In his first State of the Nation Address as president of The Philippines, Rodrigo Duterte spelled out clearly that human rights would not be allowed to stand in the way of what he sees as the wellbeing of the nation.
In effect, the president was telling his people that human rights would be replaced by privileges he attributes to them.
South African rights advocate, Christina Engela, asks, “Is human dignity and human life so cheap that the rights protecting it can be traded away to appease the appetite for intimidation and prejudice of a vicious and self-centred group—for whatever reason…?”
In much of Asia today the answer seems to be yes, as more and more the welfare of people is being placed at the service of ideology or, more commonly, the commodity trade.
But populations can become desensitised to the dignity of the person and unconsciously adopt the values of the tyrant. So how can the dignity in God’s work of art be kept in focus?
In this context, an advertisement promoting garden cemeteries by the Department of Food and Hygiene displayed at some bus stops around Hong Kong seems pretty harmless.

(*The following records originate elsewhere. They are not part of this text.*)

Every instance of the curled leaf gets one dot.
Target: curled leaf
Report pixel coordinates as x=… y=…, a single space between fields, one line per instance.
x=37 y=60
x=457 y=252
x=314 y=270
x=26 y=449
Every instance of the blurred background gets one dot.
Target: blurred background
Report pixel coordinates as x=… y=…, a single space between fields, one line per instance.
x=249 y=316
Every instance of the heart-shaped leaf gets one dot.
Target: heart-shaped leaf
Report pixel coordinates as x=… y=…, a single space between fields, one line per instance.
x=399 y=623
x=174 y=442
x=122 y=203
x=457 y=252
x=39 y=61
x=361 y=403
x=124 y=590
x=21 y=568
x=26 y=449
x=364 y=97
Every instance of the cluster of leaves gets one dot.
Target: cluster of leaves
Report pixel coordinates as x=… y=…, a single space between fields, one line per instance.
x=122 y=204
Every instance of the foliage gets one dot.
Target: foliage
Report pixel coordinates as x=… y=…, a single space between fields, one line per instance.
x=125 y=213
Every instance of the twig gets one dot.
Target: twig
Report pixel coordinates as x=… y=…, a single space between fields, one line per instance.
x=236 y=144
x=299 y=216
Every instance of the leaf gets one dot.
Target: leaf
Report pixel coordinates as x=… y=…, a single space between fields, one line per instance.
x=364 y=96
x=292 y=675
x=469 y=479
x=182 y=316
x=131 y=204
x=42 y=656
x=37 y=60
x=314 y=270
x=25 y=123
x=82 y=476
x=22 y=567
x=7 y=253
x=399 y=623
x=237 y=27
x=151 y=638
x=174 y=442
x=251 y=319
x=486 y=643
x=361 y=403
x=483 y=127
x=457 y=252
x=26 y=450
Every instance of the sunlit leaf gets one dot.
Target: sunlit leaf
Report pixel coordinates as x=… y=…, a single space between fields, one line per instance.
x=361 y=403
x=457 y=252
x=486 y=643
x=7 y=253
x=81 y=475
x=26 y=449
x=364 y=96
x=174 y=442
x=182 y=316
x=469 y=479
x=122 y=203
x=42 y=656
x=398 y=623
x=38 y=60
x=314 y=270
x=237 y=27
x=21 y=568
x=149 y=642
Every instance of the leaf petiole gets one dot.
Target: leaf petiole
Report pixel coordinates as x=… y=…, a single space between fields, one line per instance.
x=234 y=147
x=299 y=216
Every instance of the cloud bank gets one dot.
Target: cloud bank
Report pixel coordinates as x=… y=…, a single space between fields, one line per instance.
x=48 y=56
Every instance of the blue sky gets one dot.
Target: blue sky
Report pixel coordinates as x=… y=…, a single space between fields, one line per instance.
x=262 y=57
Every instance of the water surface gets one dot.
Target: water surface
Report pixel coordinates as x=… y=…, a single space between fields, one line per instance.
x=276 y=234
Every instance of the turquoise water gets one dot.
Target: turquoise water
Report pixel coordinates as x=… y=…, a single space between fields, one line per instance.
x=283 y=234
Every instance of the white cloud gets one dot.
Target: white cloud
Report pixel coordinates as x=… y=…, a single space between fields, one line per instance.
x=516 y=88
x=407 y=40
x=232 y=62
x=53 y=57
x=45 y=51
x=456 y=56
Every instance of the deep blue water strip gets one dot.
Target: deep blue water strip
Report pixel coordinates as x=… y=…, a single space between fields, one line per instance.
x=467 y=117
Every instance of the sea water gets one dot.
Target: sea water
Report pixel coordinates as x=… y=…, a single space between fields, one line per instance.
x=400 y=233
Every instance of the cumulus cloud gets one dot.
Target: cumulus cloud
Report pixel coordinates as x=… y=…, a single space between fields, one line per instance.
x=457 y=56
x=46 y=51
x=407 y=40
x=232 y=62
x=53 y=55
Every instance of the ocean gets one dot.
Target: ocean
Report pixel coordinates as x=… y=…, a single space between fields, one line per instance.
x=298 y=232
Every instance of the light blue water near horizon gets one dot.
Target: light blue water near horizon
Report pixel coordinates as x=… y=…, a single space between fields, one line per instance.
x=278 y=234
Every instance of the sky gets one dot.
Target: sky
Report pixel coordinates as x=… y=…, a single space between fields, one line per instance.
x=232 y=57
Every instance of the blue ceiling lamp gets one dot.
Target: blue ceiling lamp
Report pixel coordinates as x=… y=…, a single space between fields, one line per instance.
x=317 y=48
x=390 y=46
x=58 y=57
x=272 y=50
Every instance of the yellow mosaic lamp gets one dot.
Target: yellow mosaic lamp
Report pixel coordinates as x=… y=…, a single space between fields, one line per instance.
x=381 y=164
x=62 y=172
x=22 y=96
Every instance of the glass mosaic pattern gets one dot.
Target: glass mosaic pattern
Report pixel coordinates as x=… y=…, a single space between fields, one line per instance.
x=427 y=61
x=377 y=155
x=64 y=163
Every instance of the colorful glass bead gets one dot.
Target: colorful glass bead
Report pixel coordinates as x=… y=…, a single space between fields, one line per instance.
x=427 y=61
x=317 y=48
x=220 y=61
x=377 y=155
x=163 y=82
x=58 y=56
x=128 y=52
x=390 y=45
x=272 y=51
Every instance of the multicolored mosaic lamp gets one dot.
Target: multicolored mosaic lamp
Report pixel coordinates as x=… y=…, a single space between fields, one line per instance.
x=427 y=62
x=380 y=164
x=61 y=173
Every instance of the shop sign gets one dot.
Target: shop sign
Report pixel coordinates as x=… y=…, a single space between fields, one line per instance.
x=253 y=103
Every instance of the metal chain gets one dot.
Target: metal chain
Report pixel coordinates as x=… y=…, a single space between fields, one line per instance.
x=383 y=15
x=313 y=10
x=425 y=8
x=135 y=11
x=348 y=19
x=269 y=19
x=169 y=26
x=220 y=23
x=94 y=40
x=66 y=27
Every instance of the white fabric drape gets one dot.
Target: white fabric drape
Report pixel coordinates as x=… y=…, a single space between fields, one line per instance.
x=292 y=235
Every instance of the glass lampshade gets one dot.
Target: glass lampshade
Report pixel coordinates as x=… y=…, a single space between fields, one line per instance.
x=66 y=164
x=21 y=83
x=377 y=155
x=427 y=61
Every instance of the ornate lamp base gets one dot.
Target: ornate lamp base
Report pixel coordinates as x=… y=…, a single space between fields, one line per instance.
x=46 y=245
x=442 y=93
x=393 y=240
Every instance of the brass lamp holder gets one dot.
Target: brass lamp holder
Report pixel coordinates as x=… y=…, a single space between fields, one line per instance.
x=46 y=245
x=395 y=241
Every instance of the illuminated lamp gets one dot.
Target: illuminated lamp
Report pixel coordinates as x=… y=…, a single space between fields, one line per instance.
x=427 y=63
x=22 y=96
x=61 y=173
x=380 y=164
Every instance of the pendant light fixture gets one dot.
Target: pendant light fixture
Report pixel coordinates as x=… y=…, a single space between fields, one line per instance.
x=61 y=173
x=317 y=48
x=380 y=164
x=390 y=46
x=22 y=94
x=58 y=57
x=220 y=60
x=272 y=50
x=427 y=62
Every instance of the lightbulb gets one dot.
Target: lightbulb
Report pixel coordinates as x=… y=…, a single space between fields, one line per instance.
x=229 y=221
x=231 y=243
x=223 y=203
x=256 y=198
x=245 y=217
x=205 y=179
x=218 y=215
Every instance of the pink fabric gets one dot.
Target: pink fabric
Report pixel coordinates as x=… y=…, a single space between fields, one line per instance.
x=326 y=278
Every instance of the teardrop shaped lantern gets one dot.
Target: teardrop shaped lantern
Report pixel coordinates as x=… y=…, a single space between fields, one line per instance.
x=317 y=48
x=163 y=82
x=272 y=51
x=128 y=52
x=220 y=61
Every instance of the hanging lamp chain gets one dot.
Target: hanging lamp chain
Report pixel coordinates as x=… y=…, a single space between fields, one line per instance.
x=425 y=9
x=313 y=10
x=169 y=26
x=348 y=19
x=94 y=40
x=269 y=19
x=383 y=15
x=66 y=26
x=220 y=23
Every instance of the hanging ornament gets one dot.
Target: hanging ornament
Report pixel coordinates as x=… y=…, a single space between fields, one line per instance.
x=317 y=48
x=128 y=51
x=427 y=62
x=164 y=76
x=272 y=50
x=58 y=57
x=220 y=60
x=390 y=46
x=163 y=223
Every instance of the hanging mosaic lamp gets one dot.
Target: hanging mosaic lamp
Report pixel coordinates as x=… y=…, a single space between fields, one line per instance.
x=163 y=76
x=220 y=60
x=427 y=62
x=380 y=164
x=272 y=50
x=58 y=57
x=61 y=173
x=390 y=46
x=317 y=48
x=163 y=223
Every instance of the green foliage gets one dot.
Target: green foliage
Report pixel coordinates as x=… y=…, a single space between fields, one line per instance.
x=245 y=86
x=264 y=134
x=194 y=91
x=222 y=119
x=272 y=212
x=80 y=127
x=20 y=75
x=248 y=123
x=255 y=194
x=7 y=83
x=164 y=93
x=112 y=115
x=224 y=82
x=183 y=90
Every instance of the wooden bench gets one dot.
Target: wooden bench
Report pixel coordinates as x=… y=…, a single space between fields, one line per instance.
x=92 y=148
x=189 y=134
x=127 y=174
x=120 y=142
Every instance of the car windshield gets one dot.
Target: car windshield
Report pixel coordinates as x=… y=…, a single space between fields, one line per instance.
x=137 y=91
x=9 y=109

It proclaims scattering the ashes around a designated park as an environmentally friendly alternative to cemeteries or mausoleums, but more interestingly invites people to join the boundless and the free.
While the logic of this invitation is not immediately obvious, it rings of the manipulating image of the cowboy, cigarette in hand, riding off into the setting sun to the music of The Magnificent Seven, leaving a strong image of freedom while screening the reality.
An equally harmless looking document from the Vatican defending the Christian practice of burial or keeping ashes together was published last year. Within its stodgy wording it reinforces the belief that life is changed not ended, and promotes the designated resting place as an important part of keeping the dignity of the human person in focus.
While the government is hardly being tyrannical, we should question its claim to the high moral claim of protecting the environment—a moot point at best—as well as the come on to be boundless and free.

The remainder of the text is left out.